With the abundance of 3-figure winners of late, I'm chancing my arm with a pair of small stake longshots to complete this week's team.
First up, Daniel Brooks who I backed at the Shenzhen International a fortnight ago to no avail but whose stats have been trending nicely since. The 29 year-old was struggling with illness during the Middle East swing and felt that his missed cut in Thailand and tie for 31st in India didn't really do justice to how well he'd been playing - he tied 4th for ball-striking in India which is no mean feat on that layout - and progressive form of 51st and 39th in China over the past fortnight suggests his game is slowly moving forwards. What really caught my eye though is that the Englishman hit over 90% of greens last week in Beijing to lead the field in that category and if he can keep that going this week on a course which demands accurate iron-play then adding to his 2014 Madeira Island Open victory isn't out of the realms of possibility in my view. Brooks ranks 9th for one putts on the European Tour in 2016 and if he can combine that stat with another week of high GIR then he could be the latest addition to the 3-figure winner club.
It hasn't quite happened yet for Jamie McLeary at European Tour level and, at 35 years of age, perhaps time is starting to work against him if he's going to ever break through at this grade, however the layout here is a good fit to the Scot's game and with the competition here hardly fierce, I'm happy to take a chance given the long price on offer. Twice a winner on the Challenge Tour in 2009 and 2015, McLeary is a rare breed of 295+ hitter who can keep the ball in play off the tee more often than most of his peers.

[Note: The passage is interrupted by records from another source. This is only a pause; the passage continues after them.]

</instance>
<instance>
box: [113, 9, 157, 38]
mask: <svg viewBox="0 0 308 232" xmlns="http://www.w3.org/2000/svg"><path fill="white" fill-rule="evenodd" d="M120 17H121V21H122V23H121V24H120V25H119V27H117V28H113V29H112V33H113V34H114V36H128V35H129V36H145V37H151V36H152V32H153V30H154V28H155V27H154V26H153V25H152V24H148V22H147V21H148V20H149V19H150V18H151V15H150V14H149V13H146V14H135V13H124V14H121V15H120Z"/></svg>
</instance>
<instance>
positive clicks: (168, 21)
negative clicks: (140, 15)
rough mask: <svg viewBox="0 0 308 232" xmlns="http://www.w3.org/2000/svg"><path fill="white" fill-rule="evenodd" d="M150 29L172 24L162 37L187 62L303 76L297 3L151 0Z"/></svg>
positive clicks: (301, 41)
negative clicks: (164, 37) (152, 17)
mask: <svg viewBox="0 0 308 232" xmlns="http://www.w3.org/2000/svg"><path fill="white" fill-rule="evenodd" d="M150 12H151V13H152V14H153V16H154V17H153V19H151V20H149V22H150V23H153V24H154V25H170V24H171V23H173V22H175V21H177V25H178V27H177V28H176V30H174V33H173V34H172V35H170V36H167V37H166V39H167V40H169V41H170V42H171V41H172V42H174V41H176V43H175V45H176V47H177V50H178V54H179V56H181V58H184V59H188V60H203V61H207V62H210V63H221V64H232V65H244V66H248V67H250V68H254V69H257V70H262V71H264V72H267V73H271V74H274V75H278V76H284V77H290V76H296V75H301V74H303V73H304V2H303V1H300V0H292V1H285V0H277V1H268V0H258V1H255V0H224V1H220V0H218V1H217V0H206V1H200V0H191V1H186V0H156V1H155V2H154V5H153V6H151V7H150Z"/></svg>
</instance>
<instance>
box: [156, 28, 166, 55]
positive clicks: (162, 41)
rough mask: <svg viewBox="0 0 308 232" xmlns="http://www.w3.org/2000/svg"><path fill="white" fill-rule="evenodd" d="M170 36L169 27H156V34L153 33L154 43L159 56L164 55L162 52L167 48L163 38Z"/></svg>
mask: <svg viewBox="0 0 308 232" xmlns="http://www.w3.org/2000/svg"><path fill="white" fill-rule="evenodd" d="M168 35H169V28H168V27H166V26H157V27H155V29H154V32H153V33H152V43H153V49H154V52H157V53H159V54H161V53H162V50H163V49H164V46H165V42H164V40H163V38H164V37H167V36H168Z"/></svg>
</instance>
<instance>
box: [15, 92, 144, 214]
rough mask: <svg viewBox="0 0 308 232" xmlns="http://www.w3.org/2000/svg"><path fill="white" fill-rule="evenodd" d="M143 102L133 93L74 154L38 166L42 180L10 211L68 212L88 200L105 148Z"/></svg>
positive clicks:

Recent form is far from sparkling as you'd expect given his price - MC/29/WD/MC/45 over his past 5 events hardly sets the pulse racing - however hidden within that are two leading performances for Total Driving at both Perth and Shenzhen coupled with top-10 ball-striking performances and all-round ranking at both events. When on form the Edinburgh resident can also putt very nicely indeed - he ranked 3rd in the field for putts per GIR (1.60) at the Tshwane Open on his way to 7th place earlier this term and 7th on the same count (1.69) in Perth. Yes, it's an ask for him to put it all together, however he's done so before twice at Challenge Tour level and with Sunday's inclement forecast playing into the hands of the more hardy ball-strikers, perhaps this will be his week to shine.